A conservative provincial mayor has been chosen to face off against Hungarian Prime Minister Viktor Orban in next year's election.

Peter Marki-Zay, a political outsider with no party affiliation, won an opposition run-off primary on Sunday.

He will now lead a united opposition into the parliamentary elections.

Opinion polls suggest he has the best chance of ousting the right-wing prime minister, whose Fidesz party took office in 2010.

"We want a new, cleaner, honest Hungary, not just to replace Orban or his party," Mr Marki-Zay told jubilant supporters in Budapest.

Mr Marki-Zay, 49, a practising Catholic and father of seven, was 20 points ahead with around half the votes counted when his centre-left opponent Klara Dobrev congratulated him on his victory.


    "From now on I support Peter Marki-Zay," Ms Dobrev said during a concession speech, urging opposition unity after a bruising election campaign.

    For years Fidesz has benefited from the fragmentation of opposition parties.

    But for the first time since he came to power, Mr Orban will now face a united front of opposition parties that also includes the socialists, liberals and the formerly far-right, now centre-right, Jobbik.

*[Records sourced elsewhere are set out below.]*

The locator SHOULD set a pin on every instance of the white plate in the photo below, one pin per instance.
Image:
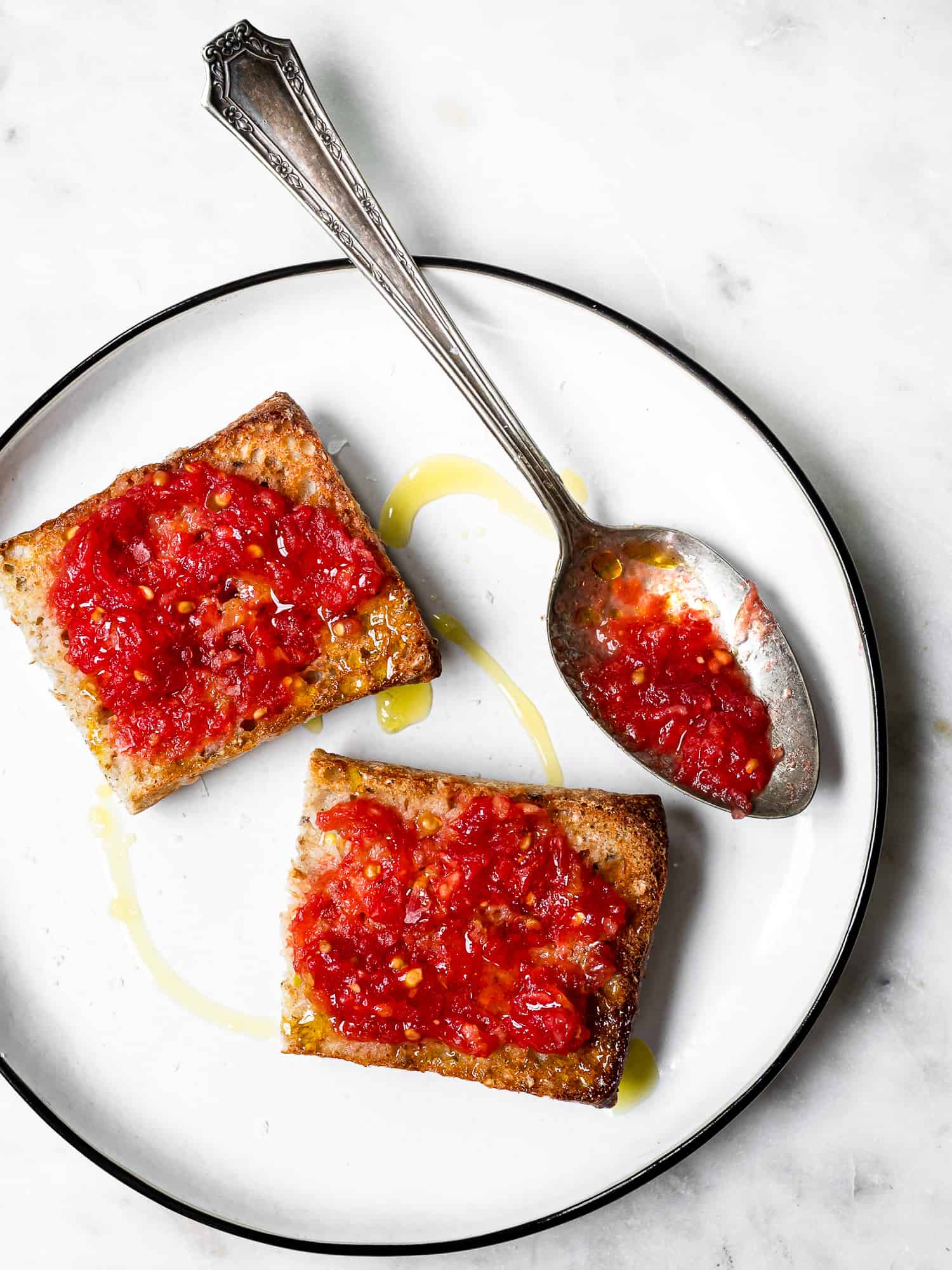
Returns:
(758, 919)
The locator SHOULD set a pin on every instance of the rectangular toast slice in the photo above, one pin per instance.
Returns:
(274, 445)
(623, 836)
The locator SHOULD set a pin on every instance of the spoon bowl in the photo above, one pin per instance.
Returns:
(260, 90)
(670, 561)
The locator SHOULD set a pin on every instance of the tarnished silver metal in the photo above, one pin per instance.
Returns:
(261, 92)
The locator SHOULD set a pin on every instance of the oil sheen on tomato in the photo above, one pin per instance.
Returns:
(480, 932)
(194, 600)
(666, 683)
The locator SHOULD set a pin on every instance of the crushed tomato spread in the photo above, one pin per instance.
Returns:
(480, 932)
(194, 600)
(666, 683)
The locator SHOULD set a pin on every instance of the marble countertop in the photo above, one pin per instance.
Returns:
(766, 185)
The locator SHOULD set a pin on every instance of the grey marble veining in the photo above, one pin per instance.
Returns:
(766, 185)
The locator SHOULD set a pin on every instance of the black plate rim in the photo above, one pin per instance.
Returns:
(873, 657)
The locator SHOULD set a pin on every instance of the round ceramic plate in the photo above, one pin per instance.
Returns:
(758, 918)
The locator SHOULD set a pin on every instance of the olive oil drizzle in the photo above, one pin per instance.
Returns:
(403, 707)
(125, 909)
(442, 476)
(639, 1079)
(525, 711)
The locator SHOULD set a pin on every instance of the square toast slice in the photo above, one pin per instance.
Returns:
(623, 836)
(274, 445)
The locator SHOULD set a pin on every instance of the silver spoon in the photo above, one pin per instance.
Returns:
(261, 92)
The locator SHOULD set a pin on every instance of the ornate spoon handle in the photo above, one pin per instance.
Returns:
(262, 93)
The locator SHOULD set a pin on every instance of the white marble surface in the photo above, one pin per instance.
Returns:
(769, 186)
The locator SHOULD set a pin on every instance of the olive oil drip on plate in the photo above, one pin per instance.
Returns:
(453, 629)
(403, 707)
(442, 476)
(639, 1079)
(125, 909)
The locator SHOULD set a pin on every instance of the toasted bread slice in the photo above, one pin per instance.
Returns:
(625, 840)
(276, 445)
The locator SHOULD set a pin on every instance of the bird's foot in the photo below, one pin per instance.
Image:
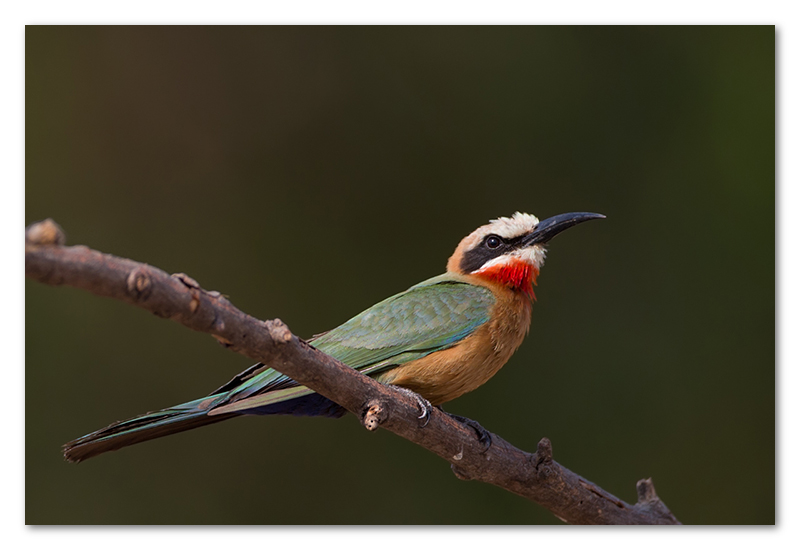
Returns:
(424, 405)
(484, 436)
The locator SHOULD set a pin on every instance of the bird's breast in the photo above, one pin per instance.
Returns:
(447, 374)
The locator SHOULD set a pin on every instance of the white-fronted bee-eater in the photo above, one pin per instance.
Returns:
(440, 338)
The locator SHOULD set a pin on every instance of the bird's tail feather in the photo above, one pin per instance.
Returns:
(142, 428)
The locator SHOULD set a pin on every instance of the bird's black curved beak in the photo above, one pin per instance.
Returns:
(549, 228)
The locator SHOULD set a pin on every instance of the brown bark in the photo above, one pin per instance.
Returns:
(535, 476)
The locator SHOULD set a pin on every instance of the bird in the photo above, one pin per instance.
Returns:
(436, 341)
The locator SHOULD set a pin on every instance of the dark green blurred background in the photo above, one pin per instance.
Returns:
(309, 172)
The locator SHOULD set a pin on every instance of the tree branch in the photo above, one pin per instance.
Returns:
(178, 297)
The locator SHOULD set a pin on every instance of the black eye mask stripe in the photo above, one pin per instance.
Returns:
(474, 258)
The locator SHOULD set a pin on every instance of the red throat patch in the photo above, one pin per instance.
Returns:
(517, 274)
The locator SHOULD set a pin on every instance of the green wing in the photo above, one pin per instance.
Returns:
(428, 317)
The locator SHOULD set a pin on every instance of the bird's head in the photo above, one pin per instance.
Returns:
(510, 251)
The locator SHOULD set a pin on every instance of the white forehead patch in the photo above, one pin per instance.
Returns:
(508, 228)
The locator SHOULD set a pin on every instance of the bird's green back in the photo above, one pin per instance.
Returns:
(428, 317)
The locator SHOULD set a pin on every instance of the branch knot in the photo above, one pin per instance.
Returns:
(139, 284)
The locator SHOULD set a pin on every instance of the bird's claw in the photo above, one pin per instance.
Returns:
(424, 405)
(484, 436)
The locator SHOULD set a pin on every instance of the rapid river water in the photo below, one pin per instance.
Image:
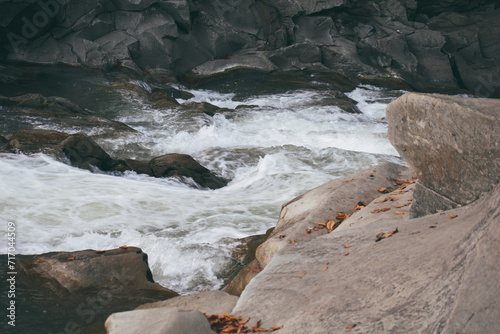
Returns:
(276, 148)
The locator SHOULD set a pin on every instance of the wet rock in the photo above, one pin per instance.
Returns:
(209, 302)
(184, 166)
(159, 321)
(434, 135)
(83, 152)
(3, 142)
(79, 290)
(32, 111)
(223, 68)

    Mr Marki-Zay has sold himself as a palatable option for voters from the left and right, including those tired of Mr Orban's often divisive policies, such as anti-immigration and anti-LGBTQ drives.

    The new opposition leader, who has lived in both the US and Canada, made a name for himself in 2018 when he won the mayoral election in the southern town of Hodmezovasarhely, which was considered a Fidesz stronghold.

    "We want to get rid of the big boys bullying the whole class," Mr Marki-Zay said at the time.

    But there is a long road ahead for Mr Marki-Zay, who has vowed to stamp out corruption and heal divisions in society. Polls suggest there is little between Fidesz and the opposition alliance.

    In a statement, Fidesz said their rival had signed a pact with the political left to help them return to power, and raise taxes, labelling him a "career leftist".